The next step is to plug it in to its amp. You can use a regular guitar amp, or a special air guitar amp.
Finally, you are ready to play. Pretend that you know what you are doing and it will sound great.
- Try it out. Many stores will have an amp set up for it and they will be glad to let you try it out in the store.
- How does it sound? Some air guitars have a very clean sound, while cheaper air guitars might sound muddy or distorted.
- What condition is it in? If you are buying a used air guitar, you will want to make sure it has been treated well by its previous owner.
- How does it feel? A good air guitar should feel comfortable and allow you to have some freedom over what you are playing.
It is not recommended to purchase an air guitar over the Internet, because it makes it impossible to test it or hear it. People who sell air guitars over the Internet usually get them at auctions or estate sales, and so they do not know how to appraise or handle the air guitar properly. They may also pack the air guitar improperly, damaging the instrument.

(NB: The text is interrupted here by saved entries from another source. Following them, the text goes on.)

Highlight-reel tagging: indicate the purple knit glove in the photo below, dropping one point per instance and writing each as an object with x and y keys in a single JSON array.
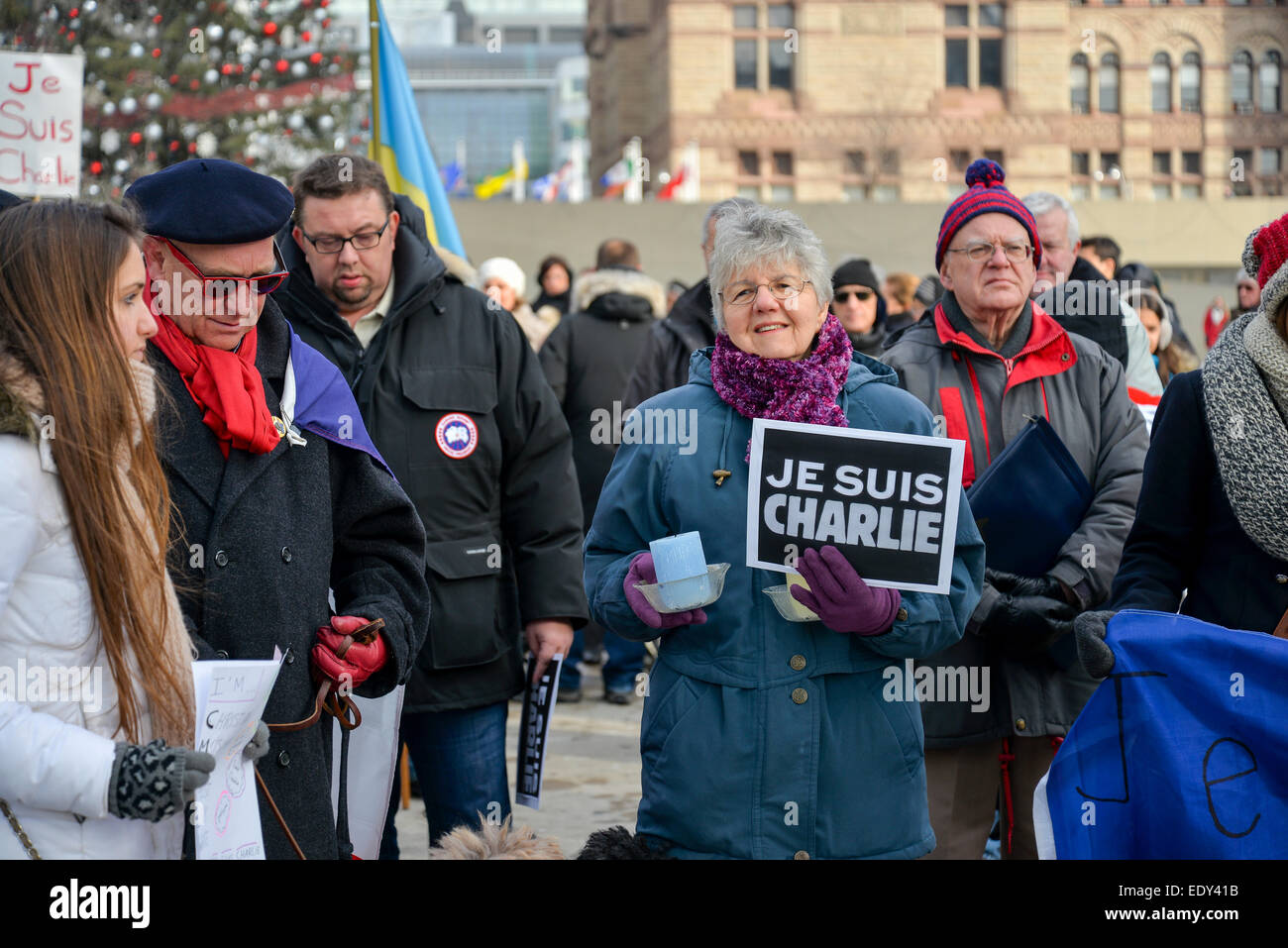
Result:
[
  {"x": 840, "y": 596},
  {"x": 642, "y": 571}
]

It is understood that the first performance involving an Air Guitar was at a live open-air concert held in a field just outside of Sherwood Forest, England in the UK in the early 1400s where the well known Lute player Allan O'The Dell performed a duet with his Lute and a famous Court Jester (Robin The Gnarled) who appeared sporting a radical new design of Lute he had crafted from air. Their live performance of Greensleeves remains a classic to this day.
Air Guitars have evolved beyond recognition and the latest models are self-tuning and contain on-board, complex amplifier emulators to enable them to sound like any available amplifier thereby reducing pre-performance setting up times.
The legendary Stig Delaney is arguably the greatest Air Guitar player to have lived and his untimely passing at the age of 32 of a heart attack brought on by over-exertion during an awsome peformance of the guitar solo in Deep Purple's Child in Time in the late 1970's shocked the Rock nation.
Air guitars should not be stored at below 4' C or above 100' C. Air guitars can be kept on a regular guitar stand, but most people prefer to use guitar cases for long term storage.